Fermo immagine. Cosa ci fa l’argentino in Galles? Didascalia – prodotta dalla Cinnamon Press di Gwynedd. “Jorge Fondebrider, noto come uno dei maggiori critici e storici della cultura argentina è anche – anzi, soprattutto – un eminente poeta e traduttore di poeti, dal francese e dall’inglese. La poesia di Fondebrider è meditativa, malinconica e ironica, tuttavia sa essere selvaggia nella sua indignazione verso l’ipocrisia e la violenza”. Riassunto. Fondebrider è uno dei massimi poeti argentini di oggi. Classe 1956, animatore culturale, dall’arguzia spinata, Fondebrider è un grande traduttore (e promotore del Club de Traductores Literarios de Buenos Aires). Svaria dal classico al contemporaneo, dal francese all’inglese, nelle sue varianti periferiche (gallese, irlandese). Tra i tantissimi, ha tradotto Georges Perec, Patricia Highsmith, Guillaume Apollinaire, Gustave Flaubert, Jack London. L’altro lato di Fondebrider, però, è quello dell’accanito promotore della poesia argentina. Certo dell’assoluta unicità della poesia del suo Paese – per pigrizia, ignoranza e insipienza, ci dice, sconosciuta ai più – ha curato quattro antologie di poesía argentina oltre all’opera di Joaquín O. Giannuzzi e di César Fernández Moreno. Convinto che “Borges, come poeta, è del tutto ininfluente in Argentina”, Fondebrider, che ha cominciato traducendo i Beatles e Bob Dylan, è soprattutto poeta, appunto.

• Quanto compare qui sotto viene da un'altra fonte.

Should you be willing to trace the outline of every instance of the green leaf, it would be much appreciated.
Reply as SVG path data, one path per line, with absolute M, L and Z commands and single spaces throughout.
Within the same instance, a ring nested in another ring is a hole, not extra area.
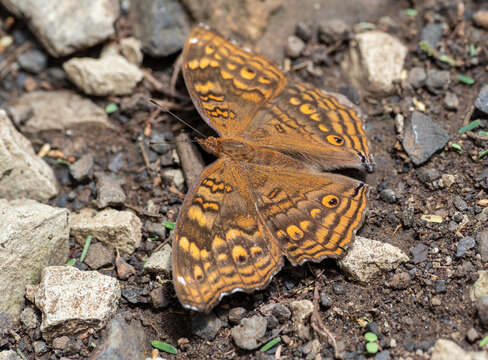
M 167 352 L 168 354 L 178 354 L 178 350 L 173 345 L 167 344 L 159 340 L 151 341 L 151 345 L 158 350 Z
M 485 336 L 483 339 L 480 341 L 480 348 L 483 348 L 488 344 L 488 336 Z
M 261 352 L 266 352 L 268 351 L 269 349 L 271 349 L 273 346 L 275 346 L 276 344 L 278 344 L 279 342 L 281 341 L 281 338 L 278 336 L 274 339 L 271 339 L 270 341 L 268 341 L 262 348 L 261 348 Z
M 417 16 L 418 11 L 415 9 L 405 9 L 405 14 L 408 16 Z
M 450 58 L 449 56 L 447 56 L 446 54 L 440 55 L 439 56 L 439 61 L 442 61 L 443 63 L 449 64 L 451 66 L 456 65 L 456 62 L 452 58 Z
M 112 113 L 116 112 L 117 110 L 119 110 L 119 107 L 115 103 L 110 103 L 110 104 L 107 104 L 107 106 L 105 106 L 105 112 L 107 114 L 112 114 Z
M 88 235 L 86 237 L 85 246 L 83 246 L 83 251 L 81 252 L 80 262 L 85 261 L 86 254 L 88 253 L 88 248 L 90 247 L 91 242 L 92 242 L 92 236 Z
M 163 222 L 163 226 L 167 229 L 174 230 L 175 229 L 175 223 L 172 221 L 165 221 Z
M 375 342 L 366 343 L 366 351 L 370 354 L 376 354 L 378 352 L 378 344 Z
M 434 49 L 432 49 L 432 46 L 427 41 L 421 41 L 419 42 L 419 47 L 422 51 L 426 52 L 427 55 L 432 56 L 434 55 Z
M 479 136 L 488 136 L 488 131 L 480 131 L 478 133 Z
M 66 266 L 73 266 L 74 264 L 76 264 L 76 259 L 69 259 Z
M 469 56 L 476 56 L 478 51 L 476 50 L 476 46 L 474 44 L 469 44 Z
M 372 332 L 367 332 L 366 334 L 364 334 L 364 338 L 368 341 L 368 342 L 375 342 L 375 341 L 378 341 L 378 336 L 376 336 L 375 333 L 372 333 Z
M 488 155 L 488 149 L 480 152 L 479 158 L 483 159 L 486 155 Z
M 464 134 L 465 132 L 468 132 L 468 131 L 471 131 L 471 130 L 477 128 L 478 126 L 480 126 L 480 124 L 481 124 L 480 119 L 476 119 L 474 121 L 471 121 L 468 125 L 463 126 L 461 129 L 459 129 L 458 133 Z
M 457 78 L 459 81 L 461 81 L 462 83 L 464 83 L 466 85 L 473 85 L 474 84 L 474 79 L 470 76 L 458 74 Z
M 461 147 L 461 145 L 459 144 L 451 144 L 451 147 L 454 149 L 454 150 L 457 150 L 459 152 L 463 152 L 463 148 Z

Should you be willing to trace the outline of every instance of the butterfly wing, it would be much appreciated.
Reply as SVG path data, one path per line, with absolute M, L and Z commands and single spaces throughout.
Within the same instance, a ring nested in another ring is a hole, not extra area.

Autore raffinato e parco (cinque raccolte in 35 anni, l’ultima, nel 2016, La extraña trayectoria de la luz, è invero una raccolta di poemas reunidos), ancora colpevolmente intradotto in Italia (appare nell’antologia Il fiore della poesia latinoamericana d’oggi, Raffaelli, 2016, per grazia di Emilio Coco), saggista di estrema intelligenza (per l’editore Lom ha pubblicato una Historia de los ombre lobos e uno sfizioso volume su Cómo se ordena una biblioteca), è uno con cui vale la pena dialogare.
Quando sorge l’ispirazione poetica, quando ha cominciato a scrivere poesia? E poi, in fondo, cos’è la poesia?
“L’ispirazione arriva da qualunque parte, in qualsiasi momento. Ci sono, ovviamente, stati propizi che ciascuno deve scoprire, perché non sono comuni a tutti. Ad alcuni piace l’estate; io la detesto. Certa gente adora i Caraibi; per me sono uno dei peggiori incubi. Ci sono certi che ascoltano musica tropicale; per me è una schifezza insopportabile. Quindi, so che scrivo meglio in autunno o in climi autunnali. Inoltre, so che mi piacciono paesaggi desolati come la Patagonia, il Connemara in Irlanda, o la Scozia, in generale. Preferisco una certa musica (il jazz, genericamente). Però, insisto, l’ispirazione non dipende dalla volontà. A volte basta una parola, una sequenza di parole, un suono, una immagine a fungere da innesco. Allora, devi metterti al lavoro. Quanto alla seconda domanda, persone diverse, con idee contrarie, usano la stessa parola, poesia, per definire una cosa che varia a seconda della percezione che se ne ha. Per questo, non ho una definizione che desidero condividere. Borges ha detto che poesia è tutto ciò che qualcuno percepisce come poesia. È qualcosa di tautologico, ma non potrei trovare un punto di vista migliore senza offendere gli altri”.
Lei ha tradotto molto, da Georges Perec a Jack London e Flaubert. Che ruolo ha la traduzione nel suo lavoro poetico? Perché sente la necessità di tradurre? Chi sono i suoi ‘maestri’?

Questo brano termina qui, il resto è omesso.